Die angegriffene Verordnung in ihrer ursprünglichen Fassung ist am 8. März 2021 in Kraft getreten und tritt mit Ablauf des 28. März 2021 außer Kraft (§ 27 7. SARS-CoV-2-EindV). Mit der Verordnung zur Änderung der Siebten SARS-CoV-2-Eindämmungsverordnung vom 19. März 2021 (GVBl.II/21, [Nr. 28]) („Änderungsverordnung“) ist die Geltungsdauer der Verordnung bis zum 11. April 2021 verlängert worden.
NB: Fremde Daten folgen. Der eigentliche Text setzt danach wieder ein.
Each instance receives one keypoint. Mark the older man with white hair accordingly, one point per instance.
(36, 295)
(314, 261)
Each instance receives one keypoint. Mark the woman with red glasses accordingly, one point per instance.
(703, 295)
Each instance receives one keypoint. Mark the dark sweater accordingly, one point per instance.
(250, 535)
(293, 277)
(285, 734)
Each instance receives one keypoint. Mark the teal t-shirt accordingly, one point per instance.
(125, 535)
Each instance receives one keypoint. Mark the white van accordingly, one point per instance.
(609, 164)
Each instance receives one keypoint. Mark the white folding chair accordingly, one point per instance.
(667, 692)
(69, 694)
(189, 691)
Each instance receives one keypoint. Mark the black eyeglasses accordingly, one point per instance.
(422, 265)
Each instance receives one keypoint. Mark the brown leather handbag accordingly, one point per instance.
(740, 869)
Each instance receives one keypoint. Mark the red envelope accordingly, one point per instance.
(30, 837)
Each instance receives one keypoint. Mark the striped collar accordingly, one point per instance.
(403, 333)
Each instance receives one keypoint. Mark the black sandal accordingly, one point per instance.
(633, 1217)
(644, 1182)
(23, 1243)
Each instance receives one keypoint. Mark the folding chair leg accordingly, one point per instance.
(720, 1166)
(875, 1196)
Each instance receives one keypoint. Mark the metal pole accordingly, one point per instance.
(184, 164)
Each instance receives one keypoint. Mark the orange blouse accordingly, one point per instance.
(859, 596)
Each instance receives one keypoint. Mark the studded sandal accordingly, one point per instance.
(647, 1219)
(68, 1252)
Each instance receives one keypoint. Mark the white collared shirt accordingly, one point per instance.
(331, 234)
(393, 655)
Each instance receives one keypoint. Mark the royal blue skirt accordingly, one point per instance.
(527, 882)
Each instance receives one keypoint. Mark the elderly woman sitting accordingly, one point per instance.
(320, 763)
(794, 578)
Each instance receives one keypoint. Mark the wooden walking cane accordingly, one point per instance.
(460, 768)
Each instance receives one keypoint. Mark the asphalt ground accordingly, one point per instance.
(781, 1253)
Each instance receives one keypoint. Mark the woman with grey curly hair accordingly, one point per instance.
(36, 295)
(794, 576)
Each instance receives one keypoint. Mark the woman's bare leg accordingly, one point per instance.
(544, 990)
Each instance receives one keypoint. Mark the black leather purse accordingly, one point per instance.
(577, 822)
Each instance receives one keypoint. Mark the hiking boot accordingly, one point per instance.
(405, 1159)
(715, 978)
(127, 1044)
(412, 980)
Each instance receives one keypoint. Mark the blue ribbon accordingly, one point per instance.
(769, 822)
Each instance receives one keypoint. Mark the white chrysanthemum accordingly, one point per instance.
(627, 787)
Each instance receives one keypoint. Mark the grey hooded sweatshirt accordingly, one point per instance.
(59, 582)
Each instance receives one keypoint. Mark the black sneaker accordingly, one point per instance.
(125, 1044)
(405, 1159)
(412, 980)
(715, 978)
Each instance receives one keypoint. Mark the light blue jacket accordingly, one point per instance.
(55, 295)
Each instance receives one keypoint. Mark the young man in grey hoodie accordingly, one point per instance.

Die Antragsteller begehren einstweiligen verfassungsrechtlichen Rechtsschutz und beantragen,
§ 8 der Siebten Verordnung über befristete Eindämmungsmaßnahmen aufgrund des SARS-CoV-2-Virus und COVID-19 im Land Brandenburg vom 6. März 2021, GVBI. II 2021 Nr. 24 vorläufig außer Vollzug zu setzen.
II.
Die Antragstellerinnen und Antragsteller rügen mit ihrem am 19. März 2021 gestellten Normenkontrollantrag, dass der 7. SARS-CoV-2-EindV keine verfassungsgemäße Rechtsgrundlage zugrunde liege, die Verabschiedung der 7. SARS-CoV-2-EindV durch die Exekutive ohne Beteiligung des Parlaments das Demokratie- und Rechtsstaatsprinzip verletze. Weiter werde im Hinblick auf die Grundrechte auf körperliche Unversehrtheit (Art. 8 Abs. 1 Landesverfassung Brandenburg - LV) und Datenschutz (Art. 11 LV) das Zitiergebot aus „Art. 19 Abs. 1 Satz 2 GG, Art. 5 Abs. 2 Satz 3“ LV verletzt. Die angegriffene Regelung verstoße auch gegen den Gleichbehandlungsgrundsatz (Art. 12 Abs. 1 LV), die Menschenwürde (Art. 7 LV), die Berufsfreiheit (Art. 49 Abs. 1 LV), das Recht am eingerichteten und ausgeübten Gewerbebetrieb („Art. 49 i. V. m. Art. 41“LV) und den Grundsatz der Verhältnismäßigkeit.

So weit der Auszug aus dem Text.